Aucun humoriste parmi les invités : il ne s’agit pas d’humour, mais de pouvoir et de soumission, de violence et de véhémence, d’atteintes narcissiques et de dénis, de conjurations et de connivences. Le sourire éclatant d’une Roselyne Bachelot souhaitant explicitement à Martine Aubry de se casser la gueule ; le sourire contraint et décalé d’une Ségolène Royal dans son discours de défaite plagié, quant au texte, sur celui de Mitterrand qui lui avait livré le sien d’un air grave et convaincant ; le sourire détendu et amusé d’un Sarkozy visionnant la parodie que fait de lui Laurent Gerra et son sourire carnassier une fois arrivé au pouvoir… Des études ont montré, apprend Akbar, que plus le niveau de testostérone est élevé et plus la position dominante est assurée, moins l’homme sourit. À l’inverse, ceux qui sont soumis y ont recours pour charmer et pour séduire, tel Villepin. Ou, comme l’explicitera Sibony, la femme, qui accueille. Sexuellement. Comme quoi, se dit Akbar, Sibony considère la femme comme soumise à l’homme. Et pourtant il en connaît des qui…

Le sourire est un masque obligé dans une société de plus en plus individualiste où règne la pression d’optimisme, le culte de la réussite et du nous sommes ensemble. Il en devient un outil de déni des problèmes réels. Daniel Sibony conclut ainsi : « Il y a d’un côté le sourire outil de travail, considéré comme outil miracle, et peut-être son utilisation va se moduler et se modérer. D’un autre côté, je crois que la vie politique gagnera beaucoup à se laisser imprégner par ce qui fait vraiment éclater de rire, fait rire réellement, au sens que c’est cocasse, que c’est grotesque, et que peut-être même de petites rigoles de joie peuvent s’infiltrer jusque là.

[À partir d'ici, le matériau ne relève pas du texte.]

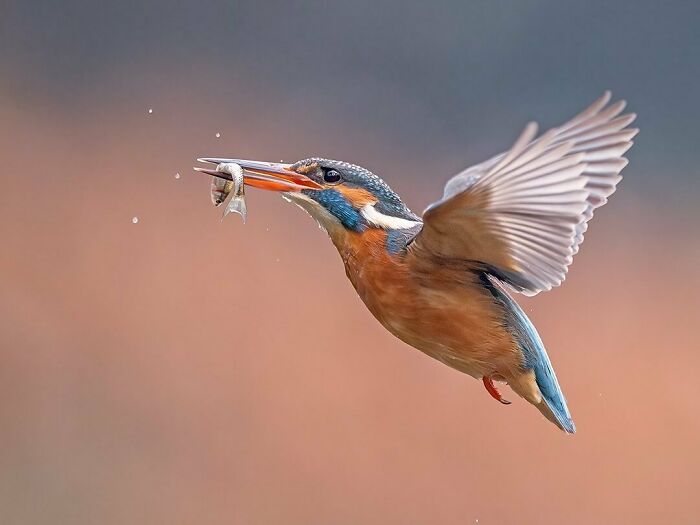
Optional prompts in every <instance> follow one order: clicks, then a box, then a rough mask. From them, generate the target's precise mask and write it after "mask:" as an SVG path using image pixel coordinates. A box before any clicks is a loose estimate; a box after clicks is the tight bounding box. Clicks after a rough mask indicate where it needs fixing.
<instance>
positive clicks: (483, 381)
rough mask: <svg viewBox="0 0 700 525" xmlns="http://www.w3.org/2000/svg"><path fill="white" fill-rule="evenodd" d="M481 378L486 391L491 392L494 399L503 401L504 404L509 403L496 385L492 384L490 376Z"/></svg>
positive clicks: (498, 400)
mask: <svg viewBox="0 0 700 525" xmlns="http://www.w3.org/2000/svg"><path fill="white" fill-rule="evenodd" d="M481 380H482V381H483V382H484V386H485V387H486V391H487V392H488V393H489V394H491V397H492V398H494V399H495V400H496V401H499V402H501V403H503V404H504V405H510V401H508V400H507V399H503V397H502V396H501V393H500V392H499V391H498V389H497V388H496V385H494V384H493V381H492V380H491V378H490V377H486V376H484V377H482V378H481Z"/></svg>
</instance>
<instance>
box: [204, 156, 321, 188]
mask: <svg viewBox="0 0 700 525" xmlns="http://www.w3.org/2000/svg"><path fill="white" fill-rule="evenodd" d="M197 161H198V162H207V163H209V164H216V165H218V164H221V163H233V164H238V165H239V166H240V167H241V168H243V182H244V183H245V184H247V185H249V186H252V187H254V188H260V189H261V190H268V191H300V190H303V189H308V188H311V189H314V190H317V189H320V188H322V186H321V185H320V184H317V183H316V182H314V181H313V180H311V179H310V178H309V177H307V176H306V175H302V174H301V173H297V172H296V171H293V170H292V169H291V167H290V165H289V164H281V163H276V162H261V161H258V160H243V159H218V158H202V159H197ZM194 169H195V171H201V172H202V173H206V174H208V175H212V176H214V177H219V178H220V179H227V180H231V175H229V174H228V173H222V172H220V171H216V170H214V169H207V168H194Z"/></svg>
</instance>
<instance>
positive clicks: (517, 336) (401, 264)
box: [195, 92, 638, 433]
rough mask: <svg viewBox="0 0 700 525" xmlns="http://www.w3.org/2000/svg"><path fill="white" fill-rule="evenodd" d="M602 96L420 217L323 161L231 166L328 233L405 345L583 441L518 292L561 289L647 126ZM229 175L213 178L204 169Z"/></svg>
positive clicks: (607, 98)
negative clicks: (310, 220)
mask: <svg viewBox="0 0 700 525" xmlns="http://www.w3.org/2000/svg"><path fill="white" fill-rule="evenodd" d="M610 98H611V95H610V92H605V93H604V94H603V95H602V96H601V97H600V98H599V99H598V100H596V101H595V102H594V103H593V104H592V105H591V106H590V107H588V108H587V109H586V110H584V111H583V112H582V113H580V114H579V115H577V116H575V117H574V118H572V119H571V120H569V121H568V122H566V123H565V124H563V125H561V126H559V127H556V128H553V129H550V130H549V131H547V132H546V133H543V134H541V135H540V136H539V137H538V136H537V124H535V123H534V122H531V123H529V124H527V125H526V126H525V129H524V130H523V131H522V133H521V134H520V136H519V137H518V138H517V140H516V141H515V143H514V144H513V145H512V146H511V147H510V149H509V150H507V151H506V152H505V153H502V154H500V155H497V156H495V157H493V158H491V159H489V160H487V161H485V162H482V163H481V164H477V165H475V166H472V167H470V168H468V169H466V170H464V171H462V172H460V173H458V174H457V175H455V176H453V177H452V178H451V179H449V180H448V182H447V184H446V186H445V189H444V194H443V196H442V198H441V199H440V200H438V201H437V202H434V203H433V204H431V205H430V206H428V208H427V209H426V210H425V212H424V213H423V216H422V217H420V216H418V215H416V214H415V213H413V212H412V211H411V210H410V209H408V207H407V206H406V205H405V204H404V203H403V202H402V200H401V199H400V198H399V196H398V195H397V194H396V193H395V192H394V191H392V189H391V188H390V187H389V186H388V185H387V184H386V183H385V182H384V181H383V180H382V179H381V178H379V177H378V176H377V175H375V174H374V173H372V172H370V171H368V170H367V169H365V168H362V167H360V166H356V165H354V164H350V163H347V162H341V161H337V160H329V159H324V158H318V157H313V158H309V159H305V160H300V161H298V162H296V163H294V164H283V163H271V162H260V161H250V160H241V159H228V158H201V159H198V160H199V161H200V162H204V163H209V164H215V165H217V166H218V165H220V164H222V163H233V164H238V165H240V166H241V167H242V168H243V170H244V183H245V185H248V186H251V187H254V188H261V189H265V190H272V191H277V192H281V193H282V195H283V196H284V197H285V198H286V199H287V200H289V201H291V202H292V203H294V204H297V205H298V206H300V207H301V208H303V209H304V210H306V211H307V212H308V213H309V214H310V215H311V216H312V217H313V218H314V219H316V221H318V223H319V224H320V226H321V227H322V228H323V229H325V230H326V232H327V233H328V235H329V236H330V238H331V240H332V242H333V244H334V245H335V247H336V248H337V250H338V252H339V253H340V256H341V258H342V260H343V263H344V265H345V271H346V274H347V276H348V278H349V279H350V282H351V283H352V285H353V286H354V287H355V290H356V291H357V293H358V295H359V296H360V297H361V298H362V301H363V302H364V303H365V305H366V306H367V308H368V309H369V310H370V312H371V313H372V314H373V315H374V316H375V317H376V318H377V319H378V320H379V322H380V323H381V324H382V325H383V326H384V327H385V328H386V329H387V330H389V332H391V333H392V334H394V335H395V336H396V337H398V338H399V339H401V340H402V341H404V342H406V343H407V344H409V345H411V346H413V347H415V348H417V349H418V350H420V351H422V352H424V353H426V354H427V355H429V356H430V357H433V358H435V359H437V360H438V361H441V362H442V363H444V364H446V365H447V366H450V367H452V368H454V369H456V370H459V371H460V372H463V373H465V374H468V375H470V376H472V377H474V378H476V379H478V380H480V381H482V382H483V384H484V386H485V388H486V390H487V391H488V393H489V394H490V395H491V396H492V397H493V398H495V399H496V400H498V401H500V402H501V403H504V404H509V401H506V400H505V399H504V398H503V397H502V396H501V393H500V392H499V390H498V388H497V387H496V385H495V383H497V382H501V383H507V384H508V385H509V386H510V387H511V389H512V390H513V391H514V392H515V393H516V394H518V395H519V396H520V397H522V398H524V399H525V400H527V401H528V402H529V403H531V404H533V405H534V406H535V407H537V409H538V410H539V411H540V412H541V413H542V414H543V415H544V416H545V417H546V418H547V419H548V420H549V421H551V422H552V423H554V424H555V425H557V426H558V427H559V428H560V429H562V430H563V431H565V432H567V433H574V432H575V429H576V428H575V425H574V422H573V420H572V418H571V414H570V413H569V409H568V407H567V404H566V399H565V398H564V394H563V393H562V390H561V387H560V386H559V382H558V381H557V377H556V375H555V373H554V369H553V367H552V364H551V362H550V360H549V357H548V356H547V352H546V351H545V347H544V344H543V343H542V340H541V338H540V336H539V335H538V333H537V330H536V329H535V327H534V326H533V324H532V322H531V321H530V320H529V319H528V317H527V316H526V315H525V312H523V310H522V308H520V307H519V306H518V304H517V303H516V302H515V300H514V299H513V297H512V296H511V292H516V293H522V294H524V295H527V296H533V295H536V294H538V293H540V292H544V291H547V290H551V289H552V288H553V287H555V286H558V285H560V284H561V283H562V281H563V280H564V278H565V276H566V272H567V269H568V267H569V265H570V264H571V262H572V259H573V257H574V255H576V253H577V252H578V250H579V247H580V245H581V243H582V242H583V235H584V233H585V232H586V228H587V226H588V221H589V220H590V219H591V217H592V216H593V212H594V210H595V209H596V208H599V207H600V206H602V205H603V204H605V203H606V202H607V199H608V197H610V195H611V194H612V193H613V192H614V191H615V188H616V185H617V184H618V182H619V181H620V180H621V178H622V177H621V176H620V172H621V170H622V169H623V168H624V167H625V166H626V165H627V162H628V161H627V159H626V158H624V157H623V155H624V154H625V152H626V151H627V150H628V149H629V148H630V147H631V146H632V138H633V137H634V136H635V135H636V134H637V132H638V130H637V129H633V128H629V127H628V126H629V125H630V124H631V123H632V122H633V121H634V119H635V117H636V115H634V114H625V115H621V113H622V112H623V110H624V108H625V102H624V101H619V102H615V103H613V104H610ZM195 169H197V170H198V171H202V172H205V173H208V174H210V175H213V176H216V177H219V178H224V179H230V178H231V176H230V175H228V174H226V173H224V172H221V171H217V170H215V169H207V168H195Z"/></svg>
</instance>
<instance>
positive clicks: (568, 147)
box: [413, 92, 639, 295]
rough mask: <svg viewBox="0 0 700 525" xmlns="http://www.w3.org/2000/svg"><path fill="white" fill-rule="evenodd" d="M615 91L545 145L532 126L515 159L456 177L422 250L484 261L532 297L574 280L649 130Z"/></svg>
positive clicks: (453, 257) (521, 290) (442, 201)
mask: <svg viewBox="0 0 700 525" xmlns="http://www.w3.org/2000/svg"><path fill="white" fill-rule="evenodd" d="M609 101H610V92H605V93H604V94H603V96H601V97H600V98H599V99H598V100H596V101H595V102H594V103H593V104H592V105H591V106H590V107H589V108H587V109H586V110H585V111H583V112H582V113H580V114H579V115H577V116H576V117H574V118H573V119H571V120H570V121H568V122H567V123H565V124H563V125H562V126H559V127H557V128H553V129H550V130H549V131H547V132H546V133H544V134H543V135H541V136H540V137H539V138H535V137H536V135H537V124H535V123H534V122H531V123H530V124H528V125H527V126H526V127H525V129H524V130H523V132H522V133H521V135H520V137H519V138H518V140H516V141H515V144H513V146H512V147H511V148H510V150H508V151H507V152H505V153H503V154H501V155H498V156H496V157H494V158H492V159H490V160H487V161H486V162H483V163H481V164H478V165H476V166H473V167H471V168H468V169H466V170H465V171H463V172H461V173H458V174H457V175H455V176H454V177H452V178H451V179H450V180H449V181H448V182H447V185H446V186H445V192H444V195H443V197H442V199H441V200H439V201H438V202H435V203H434V204H432V205H430V206H429V207H428V209H427V210H426V211H425V213H424V214H423V223H424V224H423V228H422V230H421V231H420V233H419V234H418V235H417V236H416V238H415V239H414V241H413V244H414V245H415V247H416V248H419V249H421V250H427V251H429V252H431V253H432V254H433V255H435V256H438V257H444V258H449V259H453V260H454V259H458V260H469V261H477V262H479V263H481V264H484V265H485V267H486V268H487V269H489V271H491V272H492V273H493V274H494V275H496V276H497V277H499V278H500V279H502V280H503V281H505V282H506V283H508V284H509V285H511V286H512V287H513V288H514V289H515V290H517V291H519V292H522V293H524V294H525V295H535V294H537V293H539V292H541V291H544V290H550V289H552V288H553V287H554V286H558V285H559V284H561V282H562V281H563V280H564V278H565V275H566V271H567V268H568V266H569V265H570V264H571V261H572V258H573V256H574V255H575V254H576V253H577V252H578V249H579V245H580V244H581V242H582V241H583V234H584V232H585V231H586V228H587V223H588V221H589V220H590V219H591V217H592V216H593V211H594V210H595V209H596V208H598V207H600V206H602V205H603V204H605V203H606V202H607V199H608V197H609V196H610V195H611V194H612V193H613V192H614V191H615V186H616V185H617V183H618V182H619V181H620V180H621V179H622V177H621V176H620V171H621V170H622V168H624V167H625V166H626V165H627V159H626V158H624V157H623V156H622V155H624V153H625V152H626V151H627V150H628V149H629V148H630V147H631V146H632V137H634V136H635V135H636V134H637V132H638V131H639V130H637V129H629V128H627V126H628V125H629V124H631V123H632V121H633V120H634V119H635V117H636V115H634V114H627V115H622V116H618V115H620V113H622V111H623V110H624V108H625V101H623V100H622V101H619V102H616V103H614V104H611V105H608V103H609Z"/></svg>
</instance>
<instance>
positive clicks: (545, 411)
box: [511, 346, 576, 434]
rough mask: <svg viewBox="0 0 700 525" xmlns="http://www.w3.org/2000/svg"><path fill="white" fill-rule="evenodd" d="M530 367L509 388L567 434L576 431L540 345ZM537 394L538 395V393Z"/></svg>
mask: <svg viewBox="0 0 700 525" xmlns="http://www.w3.org/2000/svg"><path fill="white" fill-rule="evenodd" d="M540 349H541V350H539V351H537V352H536V353H537V355H536V358H535V360H534V362H531V363H530V364H531V366H532V369H531V370H528V371H527V372H525V373H524V374H522V375H521V376H520V377H519V378H518V379H517V380H516V381H515V382H513V383H512V384H511V388H513V390H515V392H516V393H517V394H518V395H520V396H521V397H523V398H525V399H526V400H527V401H529V402H530V403H532V404H533V405H535V406H536V407H537V409H538V410H539V411H540V412H542V415H544V417H546V418H547V419H549V420H550V421H551V422H552V423H554V424H555V425H557V426H558V427H559V428H560V429H562V430H563V431H564V432H566V433H568V434H573V433H575V432H576V425H574V421H573V419H572V418H571V414H570V413H569V408H568V407H567V406H566V399H565V398H564V393H563V392H562V391H561V387H560V386H559V382H558V381H557V376H556V375H555V373H554V368H552V363H551V362H550V361H549V357H548V356H547V353H546V352H545V350H544V347H543V346H540ZM538 394H539V395H538Z"/></svg>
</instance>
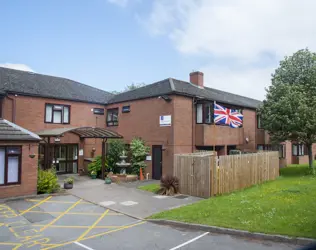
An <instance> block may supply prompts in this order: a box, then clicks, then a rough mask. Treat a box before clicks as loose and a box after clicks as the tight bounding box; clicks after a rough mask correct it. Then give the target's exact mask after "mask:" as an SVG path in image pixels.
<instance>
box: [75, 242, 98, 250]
mask: <svg viewBox="0 0 316 250" xmlns="http://www.w3.org/2000/svg"><path fill="white" fill-rule="evenodd" d="M74 243H75V244H76V245H78V246H81V247H83V248H85V249H88V250H94V249H93V248H91V247H88V246H86V245H84V244H81V243H79V242H77V241H75V242H74Z"/></svg>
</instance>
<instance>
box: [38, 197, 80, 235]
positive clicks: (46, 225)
mask: <svg viewBox="0 0 316 250" xmlns="http://www.w3.org/2000/svg"><path fill="white" fill-rule="evenodd" d="M80 202H81V199H80V200H78V201H77V202H76V203H74V204H73V205H71V206H70V207H69V208H68V209H67V210H66V211H64V212H63V213H61V214H60V215H59V216H58V217H57V218H55V219H54V220H52V221H51V222H50V223H48V224H47V225H45V226H44V227H42V228H41V229H40V230H39V231H40V232H43V231H44V230H45V229H46V228H48V227H49V226H51V225H53V224H54V223H55V222H56V221H58V220H59V219H60V218H61V217H63V216H64V215H65V214H67V213H68V212H69V211H70V210H71V209H73V208H74V207H75V206H77V205H78V204H79V203H80Z"/></svg>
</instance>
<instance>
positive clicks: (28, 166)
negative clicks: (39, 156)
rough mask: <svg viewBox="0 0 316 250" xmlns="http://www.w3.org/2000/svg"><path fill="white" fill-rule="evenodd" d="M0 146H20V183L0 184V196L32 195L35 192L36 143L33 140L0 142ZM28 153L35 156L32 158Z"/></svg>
mask: <svg viewBox="0 0 316 250" xmlns="http://www.w3.org/2000/svg"><path fill="white" fill-rule="evenodd" d="M0 145H1V146H7V145H19V146H22V159H21V160H22V166H21V184H18V185H11V186H0V198H7V197H14V196H24V195H32V194H36V193H37V155H38V144H37V143H34V142H23V143H18V142H16V143H12V142H0ZM30 154H35V155H36V156H35V157H34V158H33V159H32V158H30V157H29V155H30Z"/></svg>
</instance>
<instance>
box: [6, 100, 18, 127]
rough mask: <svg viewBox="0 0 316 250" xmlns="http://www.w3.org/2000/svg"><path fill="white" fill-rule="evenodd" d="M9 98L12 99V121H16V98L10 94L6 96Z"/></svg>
mask: <svg viewBox="0 0 316 250" xmlns="http://www.w3.org/2000/svg"><path fill="white" fill-rule="evenodd" d="M6 97H7V98H8V99H9V100H11V101H12V122H13V123H15V117H16V101H15V98H12V97H10V96H9V95H8V94H7V96H6Z"/></svg>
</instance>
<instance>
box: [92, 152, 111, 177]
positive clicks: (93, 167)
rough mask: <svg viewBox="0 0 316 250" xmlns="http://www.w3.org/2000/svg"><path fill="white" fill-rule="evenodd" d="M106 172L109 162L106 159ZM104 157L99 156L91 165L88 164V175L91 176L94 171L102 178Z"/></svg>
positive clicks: (94, 172)
mask: <svg viewBox="0 0 316 250" xmlns="http://www.w3.org/2000/svg"><path fill="white" fill-rule="evenodd" d="M104 166H105V170H107V168H108V164H107V160H106V159H105V165H104ZM101 167H102V156H97V157H95V158H94V159H93V161H92V162H91V163H89V164H88V173H89V175H91V173H92V171H93V172H94V173H95V174H96V175H97V176H100V175H101V172H102V168H101Z"/></svg>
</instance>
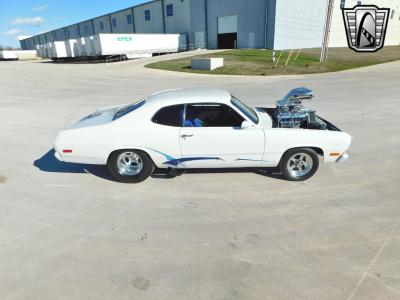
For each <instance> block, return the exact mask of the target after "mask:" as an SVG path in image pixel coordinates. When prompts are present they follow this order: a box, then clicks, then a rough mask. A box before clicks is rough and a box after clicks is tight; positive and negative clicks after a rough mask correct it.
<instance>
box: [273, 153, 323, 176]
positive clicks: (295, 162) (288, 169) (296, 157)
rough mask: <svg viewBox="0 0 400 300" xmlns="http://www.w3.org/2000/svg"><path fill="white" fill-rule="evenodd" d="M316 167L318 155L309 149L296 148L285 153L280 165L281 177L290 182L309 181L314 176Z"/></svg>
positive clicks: (318, 158)
mask: <svg viewBox="0 0 400 300" xmlns="http://www.w3.org/2000/svg"><path fill="white" fill-rule="evenodd" d="M318 167H319V157H318V154H317V153H316V152H315V151H314V150H313V149H309V148H298V149H291V150H289V151H287V152H286V153H285V154H284V155H283V157H282V160H281V163H280V169H281V172H282V175H283V177H285V178H286V179H287V180H291V181H303V180H307V179H309V178H310V177H312V176H313V175H314V174H315V172H316V171H317V170H318Z"/></svg>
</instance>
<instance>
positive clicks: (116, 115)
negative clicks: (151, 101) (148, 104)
mask: <svg viewBox="0 0 400 300" xmlns="http://www.w3.org/2000/svg"><path fill="white" fill-rule="evenodd" d="M145 103H146V101H144V100H141V101H139V102H137V103H134V104H130V105H128V106H125V107H123V108H121V109H119V110H118V111H117V112H116V113H115V115H114V118H113V121H114V120H117V119H119V118H122V117H123V116H126V115H127V114H129V113H131V112H133V111H134V110H137V109H138V108H139V107H141V106H143V105H144V104H145Z"/></svg>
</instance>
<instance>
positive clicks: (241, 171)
mask: <svg viewBox="0 0 400 300" xmlns="http://www.w3.org/2000/svg"><path fill="white" fill-rule="evenodd" d="M54 153H55V151H54V149H51V150H49V151H48V152H47V153H46V154H44V155H43V156H42V157H41V158H39V159H37V160H35V161H34V162H33V165H34V166H35V167H37V168H38V169H39V170H41V171H43V172H48V173H77V174H79V173H81V174H85V173H88V174H92V175H94V176H96V177H99V178H102V179H105V180H109V181H114V182H116V180H115V179H114V178H113V177H112V176H111V174H110V173H109V171H108V169H107V167H106V166H98V165H89V164H74V163H66V162H61V161H59V160H58V159H56V158H55V156H54ZM222 173H255V174H258V175H261V176H265V177H269V178H274V179H280V180H284V179H283V178H282V176H281V175H280V173H279V170H278V169H277V168H258V169H255V168H225V169H190V170H187V172H186V173H185V174H184V175H191V174H222ZM184 175H182V176H184ZM151 177H152V178H154V179H174V178H175V177H176V176H173V175H171V174H169V173H168V171H167V170H166V169H157V168H156V169H155V170H154V172H153V174H152V175H151Z"/></svg>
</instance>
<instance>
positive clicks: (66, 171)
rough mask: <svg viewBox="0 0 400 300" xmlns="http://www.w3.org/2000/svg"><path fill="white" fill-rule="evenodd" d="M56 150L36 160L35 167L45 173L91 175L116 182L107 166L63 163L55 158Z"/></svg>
mask: <svg viewBox="0 0 400 300" xmlns="http://www.w3.org/2000/svg"><path fill="white" fill-rule="evenodd" d="M54 153H55V151H54V149H51V150H49V151H48V152H47V153H46V154H44V155H43V156H42V157H41V158H39V159H37V160H35V161H34V162H33V165H34V166H35V167H37V168H38V169H39V170H41V171H43V172H49V173H82V174H84V173H89V174H92V175H94V176H96V177H100V178H102V179H105V180H110V181H115V179H114V178H113V177H112V176H111V174H110V173H109V172H108V170H107V167H106V166H97V165H89V164H73V163H66V162H61V161H59V160H58V159H56V158H55V156H54Z"/></svg>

Et la joie, c’est la source du rire la plus éternelle. »

Akbar se demande si un tel spécialiste du sens profond que véhiculent les mots a intentionnellement utilisé « rigole » dans ses deux acceptions… Ce n’est pourtant pas un rigolo, Sibony.

Appliquant ce qu’il vient d’apprendre, Akbar se dit que le niveau de testostérone de l’animatrice doit être très élevé en dépit de son sexe : elle sourit tout le temps, et de sa position dominante interrompt à tout bout de champ ces quatre mâles pour compléter leurs phrases à sa façon à elle et en raccourci, pour fournir elle-même la réponse aux questions qu’elle leur pose ou pour passer la parole de l’un à l’autre. Il n’est pas question de développer une réflexion, on est après tout à la télévision.

Akbar se demande s’il n’est pas préférable qu’il se branche plutôt sur Desperate housewives ou sur Sex and the city, deux séries mentionnées lors de l’émission.

En tout cas, le diagnostic de l’homme non-souriant se confirme expérimentalement sur le terrain : dans les vestiaires, qu’il rejoint après ses efforts physiques à bicyclette et intellectuels à la télévision, il y croise des mâles dominateurs, musclés, muets et le visage figé, quoique déshabillés. Ça ne rigole pas, au sport.

Jeff et Akbar sont les personnages d’une série de bandes dessinées de Matt Groening, qui est aussi le père de la fameuse – et infâme – famille Simpson.